The email below dropped into my phone while I was sleeping at 1:18 am After I read it i dropped off to sleep. I saw a drawing of a man on finger tips with elbows bent. He was down on the grownd. He had shoes on and was ballancing on the toe of his shoes with his head turned to his right. I was looking at him as he was down on the grownd on toe-tips and finger-tips with head turned to his right, looking in my direction but studying a horrizontal crack, (maybe in a wall). Studying a “space between“. That was the visual. His right leg was slightly up, and out, knee bent. It then seemed to me that he had found a crack, (a space-between) low-down on a wall and was down on the grownd investigating it. The this morning as I think about it, the way his right foot was positioned, maybe he was preparing to come through the crack, (the space between). Slept, woke. Woke to the image of a drawing of a hand with all four fingers touching the thumb. Fingers and thumb pionting up. When i do it my hand is too short and chubby. The hand in the dream was longer, slender and artistic. I will post this to my dream views dream journal, (minus reference to you) because it is a Chicken Itza shared dreamjng night. 9 am Saturday 3/ Sept/11 here in Adelaide, South Australia, now No, i will post as is because I never mentioned your name.

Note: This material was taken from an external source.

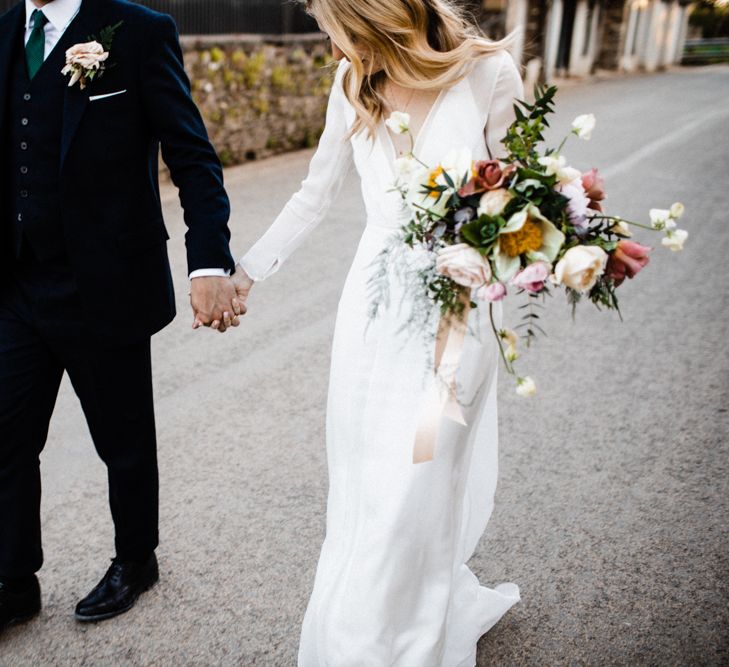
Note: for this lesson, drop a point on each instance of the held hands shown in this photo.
(219, 302)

8:04am woke little girl abducted. And there was a little pink blood on the nursery wall. Parents and me feel sad, sad, sad. I didn't like that dream. Next dream started off nice but I was feeling bad, bad, bad by the end of that one too. Whyyyy? I got long raiils to push several people in wheelchairs. One man in wheelchair but didn't do that cos it seemed not practice. Then man was in old coles in-store shopping trolly. Trolly then collapes and was empty. Man was in a heap and in pain on ground some distance away. Later I was in trouble. I wanted to say sorry to man who fell through my shopping trolly. I asked room Cleaner, I asked " do you know what room he is in? "Yes" will you tell me? "No". Later I was folding cloths, A kind woman warned me I won't be able to get another job in the this industry. And I will be sued. I went to my boss to apologize, boss had a blind eye. Then I asked if I could apologize to the disabled man that dropped out of the trolly I was pushing and he snapped at me " No!" Dreams, both of them left me feeling bad. Just now I remembered an incident when I was about ... ummm ... less than 9. A mother or someone had to go to the loo and I.said that would look after her little toddler in a push chair. She didn't want to leave so young a child in her charge but she needed to go to the loo. The woman instructed me that if the infant wakes you can let her out off the push chair but don't put her on top of the top of the sun cover, no matter how much she asks. The little girl did wake up and get out of the push chair. Then she kept pointing to the sun hood. So l talked with her and understood that she wanted to sit on the sunhood. Finally I put her on the sun hood but she wobbled and fell off into the ground. She cried a bit and I put her back in the push chair. When mum cane back I never told her. When ever I think of this, which is almost never, I wonder if the fall led to brain damage. I think the two dreams make me feel so bad cos they brought up that bad, long forgotten memory.